Even for those remotely associated with the financial world, the name Ray Dalio is a familiar one. He’s the Founder of Bridgewater Associates – the world’s largest hedge fund with $160bn in assets under management. Dalio launched Bridgewater from his apartment in New York in 1975, and over the course of the last four decades he has made his mark on the financial world, amassing an estimated net worth of $17.7bn.
Outside of Bridgewater, Dalio is also a philanthropist who has vowed to give over half of his fortune to the Bill and Melinda Gates Foundation. Through his non profit organization, the Dalio Foundation, Ray and his wife Barbara provide donations supporting a variety of industries and projects, including education, ocean exploration and awareness, environmental protection, mental health and wellness, child welfare and capacity building in China, and transcendental meditation.
Dalio recently published a book entitled ‘Principles’ in which he “shares the unconventional principles that helped him create unique results in life and business—and which any person or organization can adopt to better achieve their goals”.
Dalio’s habit of reflection
At one point in his career, after experiencing a flurry of successes, Dalio changed his mindset to include more reflection. During a TED Talk he explained, “Rather than thinking, ‘I’m right.’ I started to ask myself, ‘How do I know I’m right?”
He began to realize that pain coupled with reflection was the perfect recipe for progress and personal growth. Dalio recognized that when you succeed at something you tend to rest on your laurels and refrain from questioning your actions or decisions. By reflecting on all of his decisions or ideas, regardless of how successful they were, he was able to make even better choices going forward.
In a quote from his book, Dalio claims that “the most valuable habit I’ve acquired is using pain to trigger quality reflections.”
Pain and mistakes give you insight into flaws in your decision making model. Taking time to reflect can allow you to adjust your basis for making decisions so you can avoid future pain. Naturally, Dalio – who, by trade, deals with volatile markets and changing economic expectations – has mastered this process, especially as it applies to his firm’s investments, which has generated nearly $50 billion dollars in profit for investors since Bridgewater’s inception.

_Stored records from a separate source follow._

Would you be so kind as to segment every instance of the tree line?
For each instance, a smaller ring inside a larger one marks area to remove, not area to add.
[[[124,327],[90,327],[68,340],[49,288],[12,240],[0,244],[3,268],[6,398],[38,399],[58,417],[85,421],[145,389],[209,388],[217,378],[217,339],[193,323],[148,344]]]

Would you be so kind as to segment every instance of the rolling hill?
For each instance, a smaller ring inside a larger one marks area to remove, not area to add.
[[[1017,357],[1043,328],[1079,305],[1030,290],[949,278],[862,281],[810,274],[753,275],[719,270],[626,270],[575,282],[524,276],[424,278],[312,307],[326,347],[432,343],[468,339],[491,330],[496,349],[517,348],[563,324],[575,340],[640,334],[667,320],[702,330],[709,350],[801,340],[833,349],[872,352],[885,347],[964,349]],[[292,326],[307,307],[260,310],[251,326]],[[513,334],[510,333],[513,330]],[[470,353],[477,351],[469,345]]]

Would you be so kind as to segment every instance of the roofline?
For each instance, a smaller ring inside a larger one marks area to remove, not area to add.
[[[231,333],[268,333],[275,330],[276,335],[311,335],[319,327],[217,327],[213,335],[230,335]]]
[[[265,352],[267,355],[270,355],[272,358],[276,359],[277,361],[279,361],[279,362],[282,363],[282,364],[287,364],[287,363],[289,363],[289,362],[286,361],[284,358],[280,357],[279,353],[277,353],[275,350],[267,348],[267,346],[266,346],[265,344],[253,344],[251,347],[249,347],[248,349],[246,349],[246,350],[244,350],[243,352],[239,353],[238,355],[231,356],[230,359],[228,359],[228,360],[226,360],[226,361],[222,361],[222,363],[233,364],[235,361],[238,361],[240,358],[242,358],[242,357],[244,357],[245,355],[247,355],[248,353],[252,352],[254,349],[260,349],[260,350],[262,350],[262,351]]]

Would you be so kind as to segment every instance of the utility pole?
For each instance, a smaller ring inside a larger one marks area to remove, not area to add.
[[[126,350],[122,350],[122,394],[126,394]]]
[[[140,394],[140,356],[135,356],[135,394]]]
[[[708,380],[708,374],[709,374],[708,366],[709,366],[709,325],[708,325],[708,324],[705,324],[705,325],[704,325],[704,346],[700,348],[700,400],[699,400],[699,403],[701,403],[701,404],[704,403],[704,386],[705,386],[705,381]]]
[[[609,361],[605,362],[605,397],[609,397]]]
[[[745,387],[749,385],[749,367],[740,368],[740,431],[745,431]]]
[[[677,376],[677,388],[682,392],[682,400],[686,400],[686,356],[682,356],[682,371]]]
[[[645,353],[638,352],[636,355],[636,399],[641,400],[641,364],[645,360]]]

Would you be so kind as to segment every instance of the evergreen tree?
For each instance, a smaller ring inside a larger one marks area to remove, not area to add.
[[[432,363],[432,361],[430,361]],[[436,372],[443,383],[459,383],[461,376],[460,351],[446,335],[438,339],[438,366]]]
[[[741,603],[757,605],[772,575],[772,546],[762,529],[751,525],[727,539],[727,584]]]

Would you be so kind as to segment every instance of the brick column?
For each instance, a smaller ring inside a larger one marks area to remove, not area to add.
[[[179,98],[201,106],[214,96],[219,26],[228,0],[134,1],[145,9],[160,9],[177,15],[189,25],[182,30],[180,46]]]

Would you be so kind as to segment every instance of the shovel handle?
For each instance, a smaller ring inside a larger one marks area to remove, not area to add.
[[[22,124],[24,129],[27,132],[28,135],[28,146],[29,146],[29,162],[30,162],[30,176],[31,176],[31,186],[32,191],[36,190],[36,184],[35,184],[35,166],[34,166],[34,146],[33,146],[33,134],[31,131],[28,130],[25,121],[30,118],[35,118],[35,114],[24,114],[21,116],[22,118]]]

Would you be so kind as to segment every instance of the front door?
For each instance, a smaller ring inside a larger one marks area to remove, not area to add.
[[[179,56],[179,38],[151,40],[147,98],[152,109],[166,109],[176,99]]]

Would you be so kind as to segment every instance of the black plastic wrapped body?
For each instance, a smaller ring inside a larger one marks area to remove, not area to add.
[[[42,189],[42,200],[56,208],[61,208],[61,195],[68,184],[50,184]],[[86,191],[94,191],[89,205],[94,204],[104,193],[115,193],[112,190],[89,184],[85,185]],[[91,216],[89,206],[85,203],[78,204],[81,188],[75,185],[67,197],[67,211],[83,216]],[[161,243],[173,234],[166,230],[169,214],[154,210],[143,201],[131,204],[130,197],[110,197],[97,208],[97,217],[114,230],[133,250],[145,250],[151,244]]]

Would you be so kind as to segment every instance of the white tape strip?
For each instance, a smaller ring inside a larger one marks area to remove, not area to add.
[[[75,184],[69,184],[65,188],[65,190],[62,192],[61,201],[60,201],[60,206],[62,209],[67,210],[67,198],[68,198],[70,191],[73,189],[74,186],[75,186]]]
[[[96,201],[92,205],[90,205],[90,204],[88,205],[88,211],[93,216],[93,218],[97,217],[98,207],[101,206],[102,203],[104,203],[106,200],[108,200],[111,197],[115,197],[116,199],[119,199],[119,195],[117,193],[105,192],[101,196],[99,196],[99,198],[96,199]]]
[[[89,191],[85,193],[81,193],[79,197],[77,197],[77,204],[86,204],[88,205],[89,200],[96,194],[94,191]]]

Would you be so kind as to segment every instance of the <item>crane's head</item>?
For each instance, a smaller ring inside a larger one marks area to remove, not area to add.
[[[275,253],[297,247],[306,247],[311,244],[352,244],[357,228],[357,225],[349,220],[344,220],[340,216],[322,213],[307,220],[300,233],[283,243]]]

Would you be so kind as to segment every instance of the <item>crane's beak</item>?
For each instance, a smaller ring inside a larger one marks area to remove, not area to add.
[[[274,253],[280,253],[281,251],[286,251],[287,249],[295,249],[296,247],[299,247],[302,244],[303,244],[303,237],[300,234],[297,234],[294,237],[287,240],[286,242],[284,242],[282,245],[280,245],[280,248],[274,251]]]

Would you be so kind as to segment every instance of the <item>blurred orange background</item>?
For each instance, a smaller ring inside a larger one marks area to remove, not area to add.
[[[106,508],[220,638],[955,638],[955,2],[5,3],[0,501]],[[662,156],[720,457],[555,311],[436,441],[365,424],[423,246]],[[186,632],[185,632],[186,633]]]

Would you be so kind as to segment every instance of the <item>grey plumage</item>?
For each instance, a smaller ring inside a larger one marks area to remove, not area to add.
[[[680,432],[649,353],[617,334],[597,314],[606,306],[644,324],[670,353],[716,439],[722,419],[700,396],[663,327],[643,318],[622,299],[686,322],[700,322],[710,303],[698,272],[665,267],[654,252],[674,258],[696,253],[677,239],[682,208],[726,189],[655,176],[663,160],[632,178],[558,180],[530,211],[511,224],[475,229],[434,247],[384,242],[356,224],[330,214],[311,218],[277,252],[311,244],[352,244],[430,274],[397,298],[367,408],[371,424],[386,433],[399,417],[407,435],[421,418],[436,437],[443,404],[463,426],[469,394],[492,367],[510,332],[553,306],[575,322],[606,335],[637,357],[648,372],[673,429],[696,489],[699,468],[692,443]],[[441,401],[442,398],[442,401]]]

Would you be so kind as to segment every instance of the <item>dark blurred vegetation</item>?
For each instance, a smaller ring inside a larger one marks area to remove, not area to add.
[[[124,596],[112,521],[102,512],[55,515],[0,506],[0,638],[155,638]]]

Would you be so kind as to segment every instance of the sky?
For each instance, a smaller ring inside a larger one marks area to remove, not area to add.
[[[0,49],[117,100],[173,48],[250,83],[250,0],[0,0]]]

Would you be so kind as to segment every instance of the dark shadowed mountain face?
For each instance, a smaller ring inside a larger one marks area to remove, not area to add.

How to build a habit of reflection like Ray Dalio
1. Set aside time to reflect on your day
“Everyone makes mistakes. The main difference is that successful people learn from them and unsuccessful people don’t.” – Dalio, Principles
Setting aside time at the end of a day to consider what went well, what didn’t, and why, is vital for future progress. There are several ways you can do this. Dalio opts for Transcendental Meditation, which he says has “given me an ability to put things in perspective, which has helped a lot. I think meditation has been the single biggest influence on my life.”
Meditate for [x] minutes each day
By using meditation to declutter your mind and it put things into perspective, you’ll be able to reflect on your day more effectively and with greater clarity.. The reflective process itself will in turn help you to become aware of gaps in your knowledge, skills, and emotional states..
As Twitter CEO Jack Dorsey also explained, meditation allows him to clear his mind and puts him in a steady state before he begins work. You can use apps like Headspace and Calm and/or techniques such as mindfulness and heart rhythm meditation to help you develop your meditation routine over time.
2. Learn from other people
A helpful technique that Dalio uses to think through logical processes is to ask other people probing questions. For example, by asking a person about the process they use to reach an answer or conclusion, you’re able to identify steps they might be taking you haven’t considered.
“I never cared much about others’ conclusions — only for the reasoning that led to these conclusions,” he writes. “That reasoning had to make sense to me. Through this process, I improved my chances of being right, and I learned a lot from a lot of great people.”
Start a conversation with a distant colleague or mere acquaintance
Simply sending them an email or giving someone a quick call is fine, you can increase this to a daily task to build your connections and widen your knowledge.
3. Track your mistakes and learnings
By keeping a track of all your previous mistakes and things you’ve learned you’ll be able to assess how you’ve improved over time. It can help you spot weaknesses and potential points of failure before they’ve even become apparent. You should:
Write down all the mistakes you made throughout the day
Often, the difficulty with reflection is that we’ll tend to avoid thinking about things that didn’t or aren’t going well. By focusing on mistakes, we force ourselves to admit that something didn’t go according to plan. For example, a failure might relate to the way you structured a team meeting in which takeaways were unclear or the discussion was dominated by a minority of participants – these types of failures, once identified, can be prevented from recurring, sometimes simply as a result of your heightened awareness.